Tjp2, also known as ZO-2, encodes a tight junction protein. Liver tight junctions established by Tjp2 isolate bile from the blood circulation. Tjp2 is involved in maintaining the normal cortical distribution of radixin, canalicular volume regulation, and microvilli density in the liver [1].

In mice with liver-specific inactivation of Tjp2 (Tjp2 cKO mice), there are lower Cldn1 protein levels, minor TJ changes, dilated canaliculi, lower microvilli density, and abnormal radixin and BSEP distribution. These mice present with mild progressive cholestasis, lower expression of bile acid transporter Abcb11/Bsep and detoxification enzyme Cyp2b10. They are more susceptible to cholic acid-induced liver injury. Hepatocyte-specific Tjp2 inactivation can lead to hepatocyte to cholangiocyte transdifferentiation in response to a DDC-supplemented diet, which requires Yap and Wwtr1/Taz whose protein expression is upregulated in hepatocytes lacking Tjp2 [1,2].

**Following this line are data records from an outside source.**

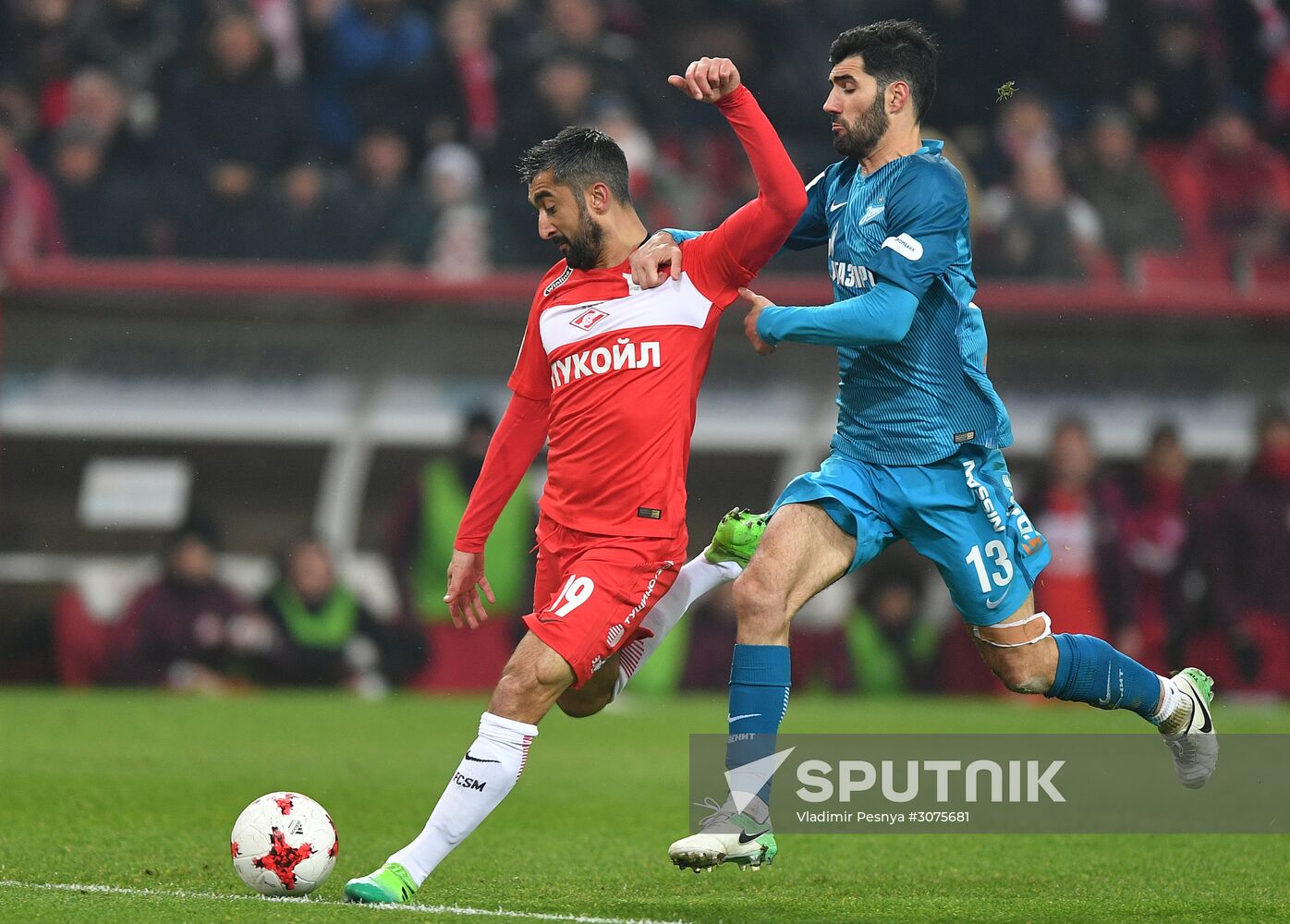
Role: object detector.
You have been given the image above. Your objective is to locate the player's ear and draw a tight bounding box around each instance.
[587,183,614,215]
[886,80,913,115]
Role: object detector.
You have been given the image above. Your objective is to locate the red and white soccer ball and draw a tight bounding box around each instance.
[231,793,339,895]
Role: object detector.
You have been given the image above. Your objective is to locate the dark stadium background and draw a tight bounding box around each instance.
[0,0,1290,694]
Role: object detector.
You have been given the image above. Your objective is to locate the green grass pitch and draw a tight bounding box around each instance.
[0,690,1290,924]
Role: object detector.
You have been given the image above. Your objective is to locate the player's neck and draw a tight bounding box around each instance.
[860,125,922,176]
[596,208,649,270]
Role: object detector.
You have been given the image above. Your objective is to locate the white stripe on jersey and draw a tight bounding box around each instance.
[538,273,712,356]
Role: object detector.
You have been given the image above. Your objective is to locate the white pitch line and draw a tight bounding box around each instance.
[0,879,685,924]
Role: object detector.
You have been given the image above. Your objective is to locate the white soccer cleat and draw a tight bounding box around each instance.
[667,800,779,872]
[1163,667,1218,790]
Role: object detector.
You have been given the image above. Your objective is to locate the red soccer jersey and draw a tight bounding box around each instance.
[509,238,752,537]
[456,88,807,551]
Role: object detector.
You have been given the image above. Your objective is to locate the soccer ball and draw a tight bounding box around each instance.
[231,793,339,895]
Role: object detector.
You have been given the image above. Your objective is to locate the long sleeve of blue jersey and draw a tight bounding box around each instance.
[757,281,919,346]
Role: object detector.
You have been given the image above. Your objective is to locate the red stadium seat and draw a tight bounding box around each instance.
[53,587,112,687]
[1138,250,1232,289]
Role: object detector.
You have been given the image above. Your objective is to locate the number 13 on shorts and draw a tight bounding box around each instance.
[964,540,1013,593]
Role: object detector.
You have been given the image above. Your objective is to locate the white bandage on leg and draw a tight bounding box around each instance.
[971,613,1053,648]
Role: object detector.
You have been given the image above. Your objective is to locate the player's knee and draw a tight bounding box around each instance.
[990,655,1053,694]
[556,687,614,719]
[493,658,571,709]
[734,569,791,635]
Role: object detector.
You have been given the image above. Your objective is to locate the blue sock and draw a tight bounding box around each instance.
[1045,634,1160,722]
[726,645,791,806]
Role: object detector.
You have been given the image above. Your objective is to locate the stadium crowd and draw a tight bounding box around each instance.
[0,0,1290,279]
[37,412,1290,697]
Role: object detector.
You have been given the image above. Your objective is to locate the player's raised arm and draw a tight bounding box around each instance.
[744,165,968,354]
[668,58,807,289]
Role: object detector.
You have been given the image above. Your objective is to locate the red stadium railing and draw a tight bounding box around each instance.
[7,260,1290,320]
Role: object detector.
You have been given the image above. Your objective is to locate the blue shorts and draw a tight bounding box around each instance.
[770,445,1053,626]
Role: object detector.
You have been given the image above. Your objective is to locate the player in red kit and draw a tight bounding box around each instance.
[345,58,807,902]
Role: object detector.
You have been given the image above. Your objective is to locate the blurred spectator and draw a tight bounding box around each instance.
[789,576,856,692]
[1189,107,1290,256]
[50,121,143,257]
[263,164,359,263]
[386,144,490,279]
[1022,419,1131,638]
[1205,407,1290,696]
[977,157,1101,279]
[493,55,596,185]
[973,91,1062,188]
[431,0,502,156]
[306,0,436,153]
[507,0,649,121]
[74,0,183,96]
[0,79,40,150]
[1129,6,1218,142]
[592,100,665,215]
[846,570,942,694]
[167,14,310,258]
[238,0,304,84]
[347,128,413,262]
[1117,424,1197,673]
[1075,107,1182,271]
[108,520,274,693]
[0,110,65,267]
[385,410,535,690]
[0,0,76,129]
[489,55,596,266]
[261,537,426,693]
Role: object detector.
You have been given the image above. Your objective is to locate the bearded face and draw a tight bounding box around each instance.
[551,196,605,270]
[830,88,892,160]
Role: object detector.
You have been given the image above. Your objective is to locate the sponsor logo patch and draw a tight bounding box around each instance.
[569,309,609,331]
[882,234,922,262]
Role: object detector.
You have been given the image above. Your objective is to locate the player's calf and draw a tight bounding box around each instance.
[488,632,573,724]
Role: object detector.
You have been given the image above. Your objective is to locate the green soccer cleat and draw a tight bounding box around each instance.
[667,800,779,872]
[1165,667,1218,790]
[703,507,766,568]
[345,863,417,905]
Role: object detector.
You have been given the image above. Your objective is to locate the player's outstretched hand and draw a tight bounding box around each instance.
[739,289,775,356]
[667,58,739,103]
[627,231,681,289]
[444,549,496,628]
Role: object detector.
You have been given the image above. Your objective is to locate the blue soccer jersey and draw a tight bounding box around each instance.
[787,140,1013,465]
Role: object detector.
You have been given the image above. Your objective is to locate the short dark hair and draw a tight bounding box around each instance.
[828,19,941,121]
[516,125,632,205]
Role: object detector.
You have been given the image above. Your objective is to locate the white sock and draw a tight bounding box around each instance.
[614,553,743,697]
[388,712,538,885]
[1150,674,1192,735]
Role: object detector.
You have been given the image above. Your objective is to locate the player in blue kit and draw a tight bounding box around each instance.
[633,20,1218,869]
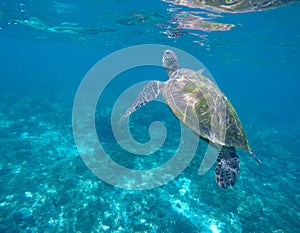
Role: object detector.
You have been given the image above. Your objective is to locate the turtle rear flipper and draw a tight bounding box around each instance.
[216,146,240,189]
[120,81,164,121]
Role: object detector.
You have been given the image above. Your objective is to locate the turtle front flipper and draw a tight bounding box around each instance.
[216,146,240,189]
[120,81,164,121]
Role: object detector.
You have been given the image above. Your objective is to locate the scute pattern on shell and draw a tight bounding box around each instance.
[162,69,250,151]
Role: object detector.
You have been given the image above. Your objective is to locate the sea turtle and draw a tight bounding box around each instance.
[121,50,261,189]
[163,0,296,13]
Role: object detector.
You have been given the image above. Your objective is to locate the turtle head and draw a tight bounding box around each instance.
[162,49,179,78]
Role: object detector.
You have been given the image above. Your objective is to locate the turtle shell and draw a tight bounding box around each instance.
[164,0,296,13]
[162,69,250,151]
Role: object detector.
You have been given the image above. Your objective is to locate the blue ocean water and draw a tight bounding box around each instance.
[0,0,300,233]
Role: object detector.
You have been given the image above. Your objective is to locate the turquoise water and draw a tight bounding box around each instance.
[0,0,300,233]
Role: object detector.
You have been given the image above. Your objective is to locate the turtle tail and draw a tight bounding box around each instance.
[248,149,262,165]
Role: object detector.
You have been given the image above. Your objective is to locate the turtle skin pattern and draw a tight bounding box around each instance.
[216,146,240,189]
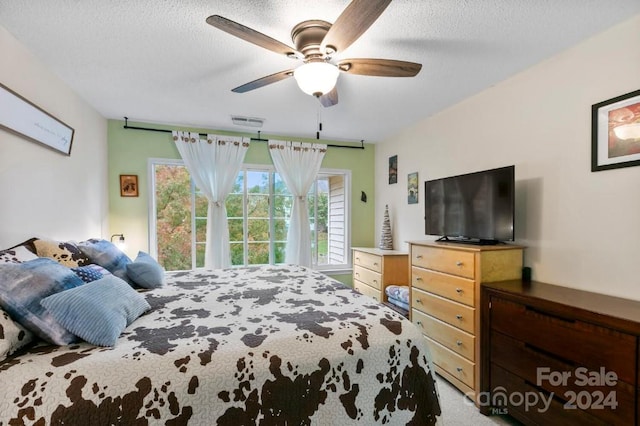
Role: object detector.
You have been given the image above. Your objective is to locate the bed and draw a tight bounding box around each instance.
[0,255,440,426]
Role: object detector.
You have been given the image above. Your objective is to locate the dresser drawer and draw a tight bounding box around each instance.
[411,309,475,361]
[411,266,475,306]
[411,245,475,279]
[353,265,382,289]
[411,288,475,334]
[490,298,637,384]
[425,337,475,389]
[353,280,381,302]
[353,251,382,272]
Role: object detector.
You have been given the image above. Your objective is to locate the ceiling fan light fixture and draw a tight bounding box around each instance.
[293,62,340,96]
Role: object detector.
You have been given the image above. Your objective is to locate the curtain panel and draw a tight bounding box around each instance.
[269,140,327,266]
[172,131,249,269]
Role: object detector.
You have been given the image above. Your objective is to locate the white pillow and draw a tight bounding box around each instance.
[0,309,34,361]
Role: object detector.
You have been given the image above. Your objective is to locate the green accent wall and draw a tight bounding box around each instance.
[107,120,375,285]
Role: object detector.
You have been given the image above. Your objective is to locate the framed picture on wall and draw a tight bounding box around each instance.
[591,90,640,172]
[389,155,398,184]
[120,175,138,197]
[407,172,418,204]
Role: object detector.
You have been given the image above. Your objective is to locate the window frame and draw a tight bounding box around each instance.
[147,158,352,274]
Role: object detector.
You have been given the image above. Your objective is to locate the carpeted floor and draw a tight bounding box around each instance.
[436,375,520,426]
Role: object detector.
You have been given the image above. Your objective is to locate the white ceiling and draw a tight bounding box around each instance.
[0,0,640,142]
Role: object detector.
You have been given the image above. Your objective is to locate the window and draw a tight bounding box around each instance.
[149,159,350,270]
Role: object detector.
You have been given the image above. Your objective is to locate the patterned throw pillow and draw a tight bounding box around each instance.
[33,240,91,266]
[0,257,84,345]
[0,309,34,361]
[41,276,151,347]
[127,251,167,288]
[0,246,38,264]
[71,263,111,283]
[78,239,131,283]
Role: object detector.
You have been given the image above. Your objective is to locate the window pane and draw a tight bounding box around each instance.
[273,195,293,218]
[227,218,244,242]
[196,218,207,243]
[247,243,269,265]
[247,170,269,194]
[273,219,289,241]
[195,243,205,269]
[273,173,291,195]
[196,192,209,218]
[315,178,329,265]
[247,219,269,241]
[273,243,287,263]
[247,194,269,217]
[154,164,191,271]
[230,242,244,266]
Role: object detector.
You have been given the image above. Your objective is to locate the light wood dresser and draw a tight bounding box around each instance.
[352,247,409,303]
[409,241,524,401]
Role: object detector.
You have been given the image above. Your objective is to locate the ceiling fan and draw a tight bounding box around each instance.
[207,0,422,107]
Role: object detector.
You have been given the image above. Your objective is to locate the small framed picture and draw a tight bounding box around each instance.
[120,175,138,197]
[407,172,418,204]
[591,90,640,172]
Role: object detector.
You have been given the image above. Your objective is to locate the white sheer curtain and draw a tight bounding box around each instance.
[269,140,327,266]
[173,131,249,269]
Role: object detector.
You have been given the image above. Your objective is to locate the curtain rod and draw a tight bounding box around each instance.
[122,117,364,149]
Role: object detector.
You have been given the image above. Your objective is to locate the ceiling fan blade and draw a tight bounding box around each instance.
[231,70,293,93]
[318,87,338,108]
[338,58,422,77]
[320,0,391,52]
[207,15,303,59]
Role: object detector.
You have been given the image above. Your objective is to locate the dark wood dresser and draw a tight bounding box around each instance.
[476,280,640,425]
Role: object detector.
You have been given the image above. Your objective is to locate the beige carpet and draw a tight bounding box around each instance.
[436,374,520,426]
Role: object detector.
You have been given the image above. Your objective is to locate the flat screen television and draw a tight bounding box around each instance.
[424,166,515,244]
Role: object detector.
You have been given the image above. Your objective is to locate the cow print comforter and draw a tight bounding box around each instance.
[0,266,440,426]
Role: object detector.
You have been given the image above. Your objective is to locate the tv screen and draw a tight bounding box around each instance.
[424,166,515,244]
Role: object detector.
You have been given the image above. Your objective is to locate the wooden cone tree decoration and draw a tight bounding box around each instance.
[378,204,393,250]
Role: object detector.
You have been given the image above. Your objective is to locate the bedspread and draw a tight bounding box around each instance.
[0,265,440,426]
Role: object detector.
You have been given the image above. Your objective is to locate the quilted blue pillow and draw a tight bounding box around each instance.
[0,257,84,345]
[78,239,131,282]
[40,275,151,346]
[71,263,111,283]
[127,251,166,288]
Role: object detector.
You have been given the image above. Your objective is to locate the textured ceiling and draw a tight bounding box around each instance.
[0,0,640,142]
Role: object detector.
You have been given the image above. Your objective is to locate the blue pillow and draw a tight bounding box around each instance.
[0,257,84,345]
[127,251,166,288]
[40,275,151,346]
[78,239,131,282]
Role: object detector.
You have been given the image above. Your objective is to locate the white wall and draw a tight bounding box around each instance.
[376,15,640,300]
[0,26,108,249]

In conclusion, Tjp2 is essential for maintaining normal liver structure and function related to bile acid transport and the integrity of tight junctions. Tjp2 cKO mouse models have revealed its role in cholestatic liver diseases, such as its involvement in the pathophysiology of progressive cholestasis and the transdifferentiation process in the liver [1,2].